Despite tolerance, more effort needed for LGBTQI inclusivity
MANILA, Philippines — The stories are heartbreaking: Years of hiding in closets for fear of being disowned; enduring lectures from peers and being told that how they love is “wrong”; being punished for being true to who they are.
These are some of the experiences showcased in the #RespetoNaman exhibit, in commeration of the International Day Against Homophobia, Biphobia and Transphobia, that was launched in Makati City on Friday night.
Spark! Philippines, an organization that promotes gender equality, led the initiative, with assistance from the embassies of Belgium and Canada in the Philippines, in a bid to end gender-based violence in the country.
Duality of acceptance
In her speech during the launch of the exhibit, Sen. Risa Hontiveros shed light on the duality of acceptance of members of the lesbian, gay, bisexual, transgender, queer and intersex (LGBTQI) community.

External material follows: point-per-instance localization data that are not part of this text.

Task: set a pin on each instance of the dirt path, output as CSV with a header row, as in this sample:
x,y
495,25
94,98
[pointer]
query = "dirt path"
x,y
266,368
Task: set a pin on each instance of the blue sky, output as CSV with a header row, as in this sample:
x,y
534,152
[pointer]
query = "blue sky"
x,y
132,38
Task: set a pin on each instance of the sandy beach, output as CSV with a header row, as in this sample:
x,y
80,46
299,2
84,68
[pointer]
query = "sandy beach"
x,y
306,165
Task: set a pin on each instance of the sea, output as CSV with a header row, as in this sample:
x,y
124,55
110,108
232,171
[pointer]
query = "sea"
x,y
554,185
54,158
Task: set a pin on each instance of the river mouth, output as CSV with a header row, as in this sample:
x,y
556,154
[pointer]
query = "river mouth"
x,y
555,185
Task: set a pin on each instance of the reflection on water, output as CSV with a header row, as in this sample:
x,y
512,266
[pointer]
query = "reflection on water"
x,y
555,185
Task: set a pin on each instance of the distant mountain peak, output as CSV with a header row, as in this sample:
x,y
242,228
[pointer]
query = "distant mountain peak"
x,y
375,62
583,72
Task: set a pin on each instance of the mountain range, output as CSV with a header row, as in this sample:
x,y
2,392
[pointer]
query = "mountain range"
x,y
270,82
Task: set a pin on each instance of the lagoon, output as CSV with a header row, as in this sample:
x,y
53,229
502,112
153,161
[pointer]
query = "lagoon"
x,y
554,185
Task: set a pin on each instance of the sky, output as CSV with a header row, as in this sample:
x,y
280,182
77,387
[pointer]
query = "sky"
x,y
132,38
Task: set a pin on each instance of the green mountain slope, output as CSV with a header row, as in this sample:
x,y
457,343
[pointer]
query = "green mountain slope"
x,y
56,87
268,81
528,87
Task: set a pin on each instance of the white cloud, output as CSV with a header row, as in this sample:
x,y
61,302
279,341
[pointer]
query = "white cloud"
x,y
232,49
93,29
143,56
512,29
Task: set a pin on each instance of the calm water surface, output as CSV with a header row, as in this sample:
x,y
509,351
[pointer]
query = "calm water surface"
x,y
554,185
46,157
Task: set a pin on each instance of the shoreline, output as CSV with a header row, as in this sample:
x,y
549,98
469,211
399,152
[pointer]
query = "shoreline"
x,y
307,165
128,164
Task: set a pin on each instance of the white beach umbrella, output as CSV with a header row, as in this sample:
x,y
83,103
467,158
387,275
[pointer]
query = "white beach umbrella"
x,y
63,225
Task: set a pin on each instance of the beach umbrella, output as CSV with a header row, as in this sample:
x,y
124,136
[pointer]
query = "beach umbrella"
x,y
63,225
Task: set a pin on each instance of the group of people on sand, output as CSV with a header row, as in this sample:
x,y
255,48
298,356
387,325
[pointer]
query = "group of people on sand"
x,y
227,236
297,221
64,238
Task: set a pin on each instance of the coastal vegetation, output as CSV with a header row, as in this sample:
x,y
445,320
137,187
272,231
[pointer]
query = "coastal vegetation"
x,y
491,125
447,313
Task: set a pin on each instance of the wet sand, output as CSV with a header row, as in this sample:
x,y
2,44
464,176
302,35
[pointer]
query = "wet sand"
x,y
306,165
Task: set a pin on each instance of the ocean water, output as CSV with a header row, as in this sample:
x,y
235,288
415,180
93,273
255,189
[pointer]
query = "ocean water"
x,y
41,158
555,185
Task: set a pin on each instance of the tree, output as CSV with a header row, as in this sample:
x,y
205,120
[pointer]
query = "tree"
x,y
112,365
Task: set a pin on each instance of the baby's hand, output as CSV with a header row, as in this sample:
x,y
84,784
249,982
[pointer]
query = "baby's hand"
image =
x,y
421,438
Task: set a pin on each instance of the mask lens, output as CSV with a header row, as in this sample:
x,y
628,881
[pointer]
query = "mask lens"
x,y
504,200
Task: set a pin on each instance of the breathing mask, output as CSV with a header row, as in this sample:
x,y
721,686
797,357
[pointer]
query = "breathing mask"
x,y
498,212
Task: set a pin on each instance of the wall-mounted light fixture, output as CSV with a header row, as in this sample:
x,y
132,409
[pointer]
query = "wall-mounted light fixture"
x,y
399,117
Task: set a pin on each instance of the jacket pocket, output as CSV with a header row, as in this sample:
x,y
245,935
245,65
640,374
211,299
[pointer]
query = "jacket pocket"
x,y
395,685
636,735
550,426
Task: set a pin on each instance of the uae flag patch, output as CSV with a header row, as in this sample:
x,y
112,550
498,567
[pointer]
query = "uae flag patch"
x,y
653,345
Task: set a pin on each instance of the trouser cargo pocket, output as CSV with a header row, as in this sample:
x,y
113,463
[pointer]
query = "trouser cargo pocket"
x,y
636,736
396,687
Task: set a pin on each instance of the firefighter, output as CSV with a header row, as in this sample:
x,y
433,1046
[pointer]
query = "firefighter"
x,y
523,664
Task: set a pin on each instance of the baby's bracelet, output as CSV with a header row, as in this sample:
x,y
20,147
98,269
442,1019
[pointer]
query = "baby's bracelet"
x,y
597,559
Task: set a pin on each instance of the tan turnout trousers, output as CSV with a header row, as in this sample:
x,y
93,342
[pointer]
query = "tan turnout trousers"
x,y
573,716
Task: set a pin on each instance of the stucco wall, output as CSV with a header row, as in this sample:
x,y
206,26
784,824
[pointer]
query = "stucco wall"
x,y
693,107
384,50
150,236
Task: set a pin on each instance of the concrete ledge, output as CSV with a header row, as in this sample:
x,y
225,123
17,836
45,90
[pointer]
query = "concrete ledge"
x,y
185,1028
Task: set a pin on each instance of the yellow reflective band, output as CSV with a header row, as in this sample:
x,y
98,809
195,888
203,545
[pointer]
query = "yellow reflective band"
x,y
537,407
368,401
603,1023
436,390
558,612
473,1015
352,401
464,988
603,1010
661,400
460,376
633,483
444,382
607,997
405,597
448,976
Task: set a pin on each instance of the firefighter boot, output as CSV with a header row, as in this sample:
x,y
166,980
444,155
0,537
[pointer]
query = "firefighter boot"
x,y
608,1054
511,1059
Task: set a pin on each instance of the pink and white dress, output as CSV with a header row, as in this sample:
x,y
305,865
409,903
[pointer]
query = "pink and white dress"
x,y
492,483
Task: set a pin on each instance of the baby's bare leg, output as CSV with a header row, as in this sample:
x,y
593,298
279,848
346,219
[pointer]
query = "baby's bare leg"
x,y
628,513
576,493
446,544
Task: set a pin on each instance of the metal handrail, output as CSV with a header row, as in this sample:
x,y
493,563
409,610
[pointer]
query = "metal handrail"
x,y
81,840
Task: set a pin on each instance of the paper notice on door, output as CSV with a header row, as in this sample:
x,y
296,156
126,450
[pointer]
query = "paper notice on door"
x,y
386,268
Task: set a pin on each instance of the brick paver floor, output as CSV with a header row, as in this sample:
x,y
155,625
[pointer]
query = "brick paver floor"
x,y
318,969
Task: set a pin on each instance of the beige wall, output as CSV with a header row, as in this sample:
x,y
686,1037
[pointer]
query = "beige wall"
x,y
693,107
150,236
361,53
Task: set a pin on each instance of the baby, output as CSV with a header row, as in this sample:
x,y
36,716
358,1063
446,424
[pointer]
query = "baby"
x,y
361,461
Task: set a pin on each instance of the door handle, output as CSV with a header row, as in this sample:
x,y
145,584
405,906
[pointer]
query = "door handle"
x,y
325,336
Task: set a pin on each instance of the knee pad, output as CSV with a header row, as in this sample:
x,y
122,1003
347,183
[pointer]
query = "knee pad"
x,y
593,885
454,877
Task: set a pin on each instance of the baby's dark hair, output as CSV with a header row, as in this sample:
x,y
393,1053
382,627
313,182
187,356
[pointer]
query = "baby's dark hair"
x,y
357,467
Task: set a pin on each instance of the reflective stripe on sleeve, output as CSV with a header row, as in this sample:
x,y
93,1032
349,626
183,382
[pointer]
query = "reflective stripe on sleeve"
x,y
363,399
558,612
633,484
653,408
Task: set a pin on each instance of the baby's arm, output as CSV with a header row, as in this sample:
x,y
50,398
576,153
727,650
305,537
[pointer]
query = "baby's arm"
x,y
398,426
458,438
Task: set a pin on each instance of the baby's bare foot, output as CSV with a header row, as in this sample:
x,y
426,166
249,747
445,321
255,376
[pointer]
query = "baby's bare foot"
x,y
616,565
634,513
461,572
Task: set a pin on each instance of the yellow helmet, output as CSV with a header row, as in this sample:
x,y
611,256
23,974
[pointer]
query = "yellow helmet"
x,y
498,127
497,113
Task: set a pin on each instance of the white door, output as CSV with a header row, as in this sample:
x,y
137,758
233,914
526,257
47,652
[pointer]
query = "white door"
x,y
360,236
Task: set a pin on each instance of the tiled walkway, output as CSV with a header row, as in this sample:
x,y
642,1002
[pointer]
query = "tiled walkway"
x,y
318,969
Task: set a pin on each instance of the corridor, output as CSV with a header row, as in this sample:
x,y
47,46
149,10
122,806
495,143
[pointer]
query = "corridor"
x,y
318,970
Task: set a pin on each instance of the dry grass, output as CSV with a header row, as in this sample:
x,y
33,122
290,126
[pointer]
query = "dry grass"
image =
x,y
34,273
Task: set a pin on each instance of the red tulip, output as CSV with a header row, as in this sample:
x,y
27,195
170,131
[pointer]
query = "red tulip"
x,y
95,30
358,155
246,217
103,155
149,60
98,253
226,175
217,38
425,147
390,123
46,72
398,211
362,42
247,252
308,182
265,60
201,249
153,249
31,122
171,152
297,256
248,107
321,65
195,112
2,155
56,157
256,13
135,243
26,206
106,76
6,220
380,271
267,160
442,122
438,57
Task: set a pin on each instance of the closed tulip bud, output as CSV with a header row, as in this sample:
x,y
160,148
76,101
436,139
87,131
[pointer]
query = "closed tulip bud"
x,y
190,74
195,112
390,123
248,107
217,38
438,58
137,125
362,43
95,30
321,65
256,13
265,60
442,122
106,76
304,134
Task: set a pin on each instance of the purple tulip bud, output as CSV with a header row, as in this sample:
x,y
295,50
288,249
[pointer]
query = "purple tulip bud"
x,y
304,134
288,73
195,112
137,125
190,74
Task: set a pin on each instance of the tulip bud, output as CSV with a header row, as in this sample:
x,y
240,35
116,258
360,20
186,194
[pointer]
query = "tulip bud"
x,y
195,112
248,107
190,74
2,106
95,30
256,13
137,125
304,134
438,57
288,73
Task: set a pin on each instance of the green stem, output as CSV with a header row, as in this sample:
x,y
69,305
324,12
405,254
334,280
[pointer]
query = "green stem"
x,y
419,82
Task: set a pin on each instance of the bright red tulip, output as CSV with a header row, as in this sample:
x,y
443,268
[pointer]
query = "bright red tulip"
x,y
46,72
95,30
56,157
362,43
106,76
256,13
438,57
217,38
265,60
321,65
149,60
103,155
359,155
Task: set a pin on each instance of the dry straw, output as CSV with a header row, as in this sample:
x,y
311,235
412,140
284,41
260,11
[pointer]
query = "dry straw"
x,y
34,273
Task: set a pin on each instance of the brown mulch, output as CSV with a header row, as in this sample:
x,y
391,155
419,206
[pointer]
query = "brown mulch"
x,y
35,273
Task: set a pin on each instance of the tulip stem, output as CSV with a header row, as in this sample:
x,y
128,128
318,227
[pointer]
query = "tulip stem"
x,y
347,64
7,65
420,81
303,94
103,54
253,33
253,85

“On the surface, we are seen as tolerant, accepting, even happy, that there is a significant LGBTQI community here in the Philippines,” said Hontiveros, citing the acceptance enjoyed by the LGBTQI community in high society as well as in the media and entertainment sectors.
But Hontiveros, who has filed an antigender and antisexual orientation discrimination bill in the Senate, said that underneath this veneer of acceptance lay the problem of larger social systems in the country.
“There was a survey done last year of the LGBT chamber of commerce [that] revealed that out of 100 Philippine companies surveyed, [not one] implemented policies meant to protect … LGBTQI [members] from discrimination. Not one,” she said.
Hontiveros cited statistics showing that 25 percent of LGBTQI workers experienced harassment from their employers or superior officers, 33 percent were victims of harassment by their peers and 60 percent were subjected to slurs, snide remarks and jokes.
No laughing matter
“These are just cases we know about. Abuse has a way of going unreported, [that’s] why the campaign for gender rights is no laughing matter and should be given just as much importance as campaigns against poverty or any other phenomenon that makes humans suffer,” she said.
Gender-based discrimination is “a poverty of mind, will and spirit,” she said.
The senator called out those in “the highest level of power” who continued to use their positions “to enable a culture of impunity through their misogyny, their incitement to violence and their callous disregard for human dignity and life.”
Hontiveros is a staunch critic of President Duterte, who had come under fire from women and members of the LGBTQI community in the past for his comments against them.